The Nyquist–Shannon theorem is the mathematical rule that says how often you have to sample a signal to capture it without losing information. Spelled out: if a signal contains details up to a maximum "frequency" — how many up-and-down patterns per unit of time or space — you must sample it at least twice that fast to preserve all of them. Sample slower, and the details collapse into wrong patterns called aliasing that look like something else entirely.

In video this turns into two concrete rules. Spatially (resolution), to capture a fine texture of a certain detail level, the camera needs at least twice as many pixels horizontally and vertically as the texture has details — otherwise you get moire, jagged stair-stepping on near-horizontal lines, shimmering in the wind in a wheat field. Temporally (frame rate), to capture motion of a certain speed, the camera needs at least twice the frame rate that the motion oscillates at — otherwise you get the famous "wagon wheels spinning backwards" effect or stuttering rapid motion.

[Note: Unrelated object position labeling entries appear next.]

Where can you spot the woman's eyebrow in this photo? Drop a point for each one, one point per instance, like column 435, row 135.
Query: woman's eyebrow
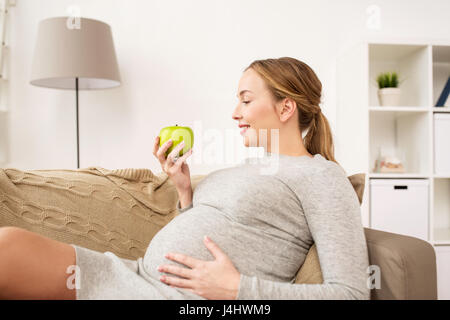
column 242, row 91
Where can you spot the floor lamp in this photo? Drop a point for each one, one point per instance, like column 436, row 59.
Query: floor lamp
column 76, row 57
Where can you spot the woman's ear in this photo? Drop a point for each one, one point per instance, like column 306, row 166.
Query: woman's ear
column 286, row 109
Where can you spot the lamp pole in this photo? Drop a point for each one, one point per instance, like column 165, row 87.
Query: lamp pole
column 78, row 136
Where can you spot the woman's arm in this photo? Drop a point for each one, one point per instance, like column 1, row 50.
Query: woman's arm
column 333, row 215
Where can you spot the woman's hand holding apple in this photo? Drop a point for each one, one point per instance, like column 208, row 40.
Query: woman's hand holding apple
column 177, row 171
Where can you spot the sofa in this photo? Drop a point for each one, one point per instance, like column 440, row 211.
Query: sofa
column 121, row 210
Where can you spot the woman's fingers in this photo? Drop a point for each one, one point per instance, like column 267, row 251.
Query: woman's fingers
column 160, row 154
column 156, row 145
column 183, row 158
column 175, row 151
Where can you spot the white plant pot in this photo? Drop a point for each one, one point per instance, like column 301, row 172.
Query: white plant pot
column 389, row 96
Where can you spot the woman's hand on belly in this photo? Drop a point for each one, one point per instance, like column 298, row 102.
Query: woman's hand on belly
column 214, row 280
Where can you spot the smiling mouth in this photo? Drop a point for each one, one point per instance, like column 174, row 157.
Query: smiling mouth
column 244, row 129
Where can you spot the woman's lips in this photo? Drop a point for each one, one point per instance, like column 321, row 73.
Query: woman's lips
column 244, row 129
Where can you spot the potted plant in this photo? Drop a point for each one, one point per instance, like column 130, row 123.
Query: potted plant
column 388, row 91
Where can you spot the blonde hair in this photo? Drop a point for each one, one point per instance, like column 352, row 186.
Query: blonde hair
column 290, row 78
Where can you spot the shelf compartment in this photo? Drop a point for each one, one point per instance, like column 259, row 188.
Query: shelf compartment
column 407, row 131
column 400, row 206
column 441, row 216
column 441, row 71
column 411, row 62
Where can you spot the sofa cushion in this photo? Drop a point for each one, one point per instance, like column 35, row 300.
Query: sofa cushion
column 106, row 210
column 99, row 209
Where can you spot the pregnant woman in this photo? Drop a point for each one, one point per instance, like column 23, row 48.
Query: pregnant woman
column 259, row 226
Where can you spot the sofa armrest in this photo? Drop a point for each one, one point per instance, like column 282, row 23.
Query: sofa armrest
column 407, row 266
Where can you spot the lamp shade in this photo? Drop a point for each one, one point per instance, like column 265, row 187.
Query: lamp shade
column 63, row 54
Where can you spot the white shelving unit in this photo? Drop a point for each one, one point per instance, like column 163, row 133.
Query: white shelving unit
column 4, row 84
column 363, row 126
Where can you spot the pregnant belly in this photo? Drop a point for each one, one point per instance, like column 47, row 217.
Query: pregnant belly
column 184, row 234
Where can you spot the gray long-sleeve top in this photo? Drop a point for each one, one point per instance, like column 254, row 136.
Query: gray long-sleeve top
column 265, row 214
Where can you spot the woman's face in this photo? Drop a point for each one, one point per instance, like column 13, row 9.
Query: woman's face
column 256, row 107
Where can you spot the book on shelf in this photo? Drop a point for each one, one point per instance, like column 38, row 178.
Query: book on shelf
column 444, row 94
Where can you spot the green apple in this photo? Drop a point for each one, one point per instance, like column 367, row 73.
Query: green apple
column 177, row 134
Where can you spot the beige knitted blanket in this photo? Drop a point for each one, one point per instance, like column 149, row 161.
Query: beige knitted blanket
column 100, row 209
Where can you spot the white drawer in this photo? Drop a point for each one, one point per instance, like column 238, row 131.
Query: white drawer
column 400, row 206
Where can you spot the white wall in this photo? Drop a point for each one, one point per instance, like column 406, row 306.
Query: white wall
column 180, row 62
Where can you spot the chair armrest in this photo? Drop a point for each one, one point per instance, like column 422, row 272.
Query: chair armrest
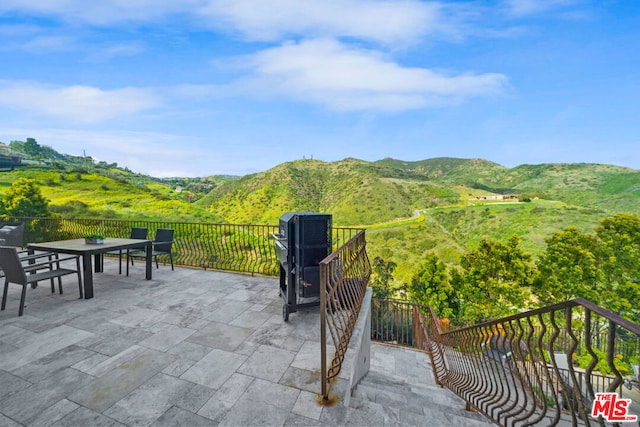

For a product team, the theorem isn't something you tune directly, but it sets the fundamental limits on what video can capture. It explains why 4K isn't just "twice as many pixels as 1080p" but allows fundamentally different content (you can read small text in a wide shot), why 60 fps captures sports cleanly when 30 fps shows judder, and why downscaling a 4K master to 1080p with a proper anti-aliasing filter looks better than the same scene captured natively at 1080p. The theorem is the reason "shoot at the highest quality your pipeline can handle, then downscale" is sound production advice — it lets you control the sampling correctly rather than discovering it failed at capture.